Usuarios de redes sociales criticaron la medida indicando que “llegó la taladera de árboles”, con imágenes de troncos que se encuentran tanto en el interior y exterior de la construcción, pero los cuales corresponden a talas que se hicieron antes de dichas obras.
De acuerdo con el permiso DNAV/TSPM/S/N EXP./2026, generado por la Dirección General de Medio Ambiente en respuesta a la solicitud DGMA/DNAV/088/088/2026, de la Dirección de Espacios Públicos, a cargo de Neo Alberto García Vargas, se dio la autorización para la tala de las dos jacarandas de 8 metros de altura, una de 40 centímetros de diámetro y otra de 30; así como para la poda de una jacaranda de la misma altura y 25 centímetros y de un pingüico de las mismas dimensiones.
Este viernes, el área de Parques y Jardines realizó el triturado de los desechos vegetales con la máquina del Centro de Composta y Triturado Vegetal, con lo que se está dando un reaprovechamiento a estos residuos.
En lo que respecta al arbolado que está dentro de las instalaciones de lo que será el Centro Cultural del Norte, aún no se tiene un diagnóstico del estado que guardan los árboles ni la vegetación, según dio a conocer Eduardo Salas, representante de la empresa Construcciones y Perforaciones de León, que está a cargo de los trabajos.

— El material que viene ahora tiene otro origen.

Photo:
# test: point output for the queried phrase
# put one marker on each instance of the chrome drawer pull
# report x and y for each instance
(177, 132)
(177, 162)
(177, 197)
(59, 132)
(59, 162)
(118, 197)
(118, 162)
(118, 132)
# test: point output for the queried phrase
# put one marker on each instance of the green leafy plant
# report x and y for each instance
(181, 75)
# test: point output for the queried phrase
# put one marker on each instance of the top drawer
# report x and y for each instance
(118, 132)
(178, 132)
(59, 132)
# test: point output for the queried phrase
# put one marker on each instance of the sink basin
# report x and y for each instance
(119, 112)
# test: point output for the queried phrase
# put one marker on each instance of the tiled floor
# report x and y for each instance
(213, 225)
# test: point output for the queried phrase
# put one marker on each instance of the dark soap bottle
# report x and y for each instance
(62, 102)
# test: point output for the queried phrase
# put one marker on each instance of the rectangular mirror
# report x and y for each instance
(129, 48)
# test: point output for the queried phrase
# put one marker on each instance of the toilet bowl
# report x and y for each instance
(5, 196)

Señaló que a simple vista, se observan algunos árboles secos y con el tronco oscurecido, por lo que en su momento, conforme a la planeación de las obras, se solicitará a la DGMA efectuar una revisión de los mismos para determinar si se van a conservar o también será necesario retirarlos, por razones de seguridad de quienes en un futuro acudan a este centro cultural.
Considerando que es un inmueble que estuvo muchos años sin utilizar, la vegetación no tuvo el mantenimiento requerido, por lo que se tendrá que hacer una revisión profunda de las condiciones en que se encuentran.
Por su parte, el director de Servicios Públicos, Fernando Villarreal Cuéllar destacó que “no se tala un solo árbol vivo”, sino sólo aquellos que tienen los troncos y raíces secas o podridas, y que con la fuerza de los vientos podrían caer.